In order to unpack and truly get to the bottom of Green Friday, its message, and its impact as a movement, we must first understand its capitalist counterpart Black Friday.
Black Friday is well known as a day when purchasing caution is abandoned as consumers the world over are enticed by slashed prices, often buying things they don’t need.
This day has become ubiquitous for it’s ridiculous sales, one day only offers, the massive demand this spike in consumption places on shipping and packaging resources, and the subsequent adverse damage done to the environment.

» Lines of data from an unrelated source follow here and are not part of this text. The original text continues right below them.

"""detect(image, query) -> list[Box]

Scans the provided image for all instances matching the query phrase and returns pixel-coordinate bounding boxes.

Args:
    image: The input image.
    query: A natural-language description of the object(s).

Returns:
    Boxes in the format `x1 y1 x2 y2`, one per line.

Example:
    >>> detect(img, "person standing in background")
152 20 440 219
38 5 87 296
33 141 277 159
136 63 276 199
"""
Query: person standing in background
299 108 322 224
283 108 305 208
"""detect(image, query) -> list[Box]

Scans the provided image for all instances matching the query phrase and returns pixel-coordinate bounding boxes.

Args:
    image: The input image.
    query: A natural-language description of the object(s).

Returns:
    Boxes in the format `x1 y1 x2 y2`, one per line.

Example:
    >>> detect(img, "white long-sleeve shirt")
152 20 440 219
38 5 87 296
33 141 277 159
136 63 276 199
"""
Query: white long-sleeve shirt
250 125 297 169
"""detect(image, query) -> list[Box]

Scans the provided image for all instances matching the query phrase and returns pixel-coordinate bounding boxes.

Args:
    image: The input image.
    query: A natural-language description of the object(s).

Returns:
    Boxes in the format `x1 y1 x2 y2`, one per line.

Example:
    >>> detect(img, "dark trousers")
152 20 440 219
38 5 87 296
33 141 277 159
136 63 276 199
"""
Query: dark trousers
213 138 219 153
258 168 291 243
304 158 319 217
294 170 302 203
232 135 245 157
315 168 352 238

To put this into perspective, here are a few quick hot takes from 2019’s Black Friday sales madness via Spend Me Not:
- 93.2 million online shoppers worldwide
- 30% of global annual retail sales in 2019 were made between Black Friday and Christmas
- Global online shopping sales reached an all-time high of $7.4 billion USD
- $2.9 billion USD worth of global Black Friday sales were made through mobile phones
- Amazon counted 54.9% of global 2019 sales on Black Friday
However, many more people are becoming aware of the detrimental effects their purchases and consumerism have on our environment and resources. This has led to calls for sustainable practices on the part of businesses being increasingly demanded by consumers.
Hysterical buying trends that arose as a result of Black Friday have given rise to an alternative movement that fights against unbridled consumerism. The counter movement, Green Friday, encourages people to consider whether their desired purchases are necessary, and if they must buy to do so from a company that is rooted in sustainable and ethical values and practices.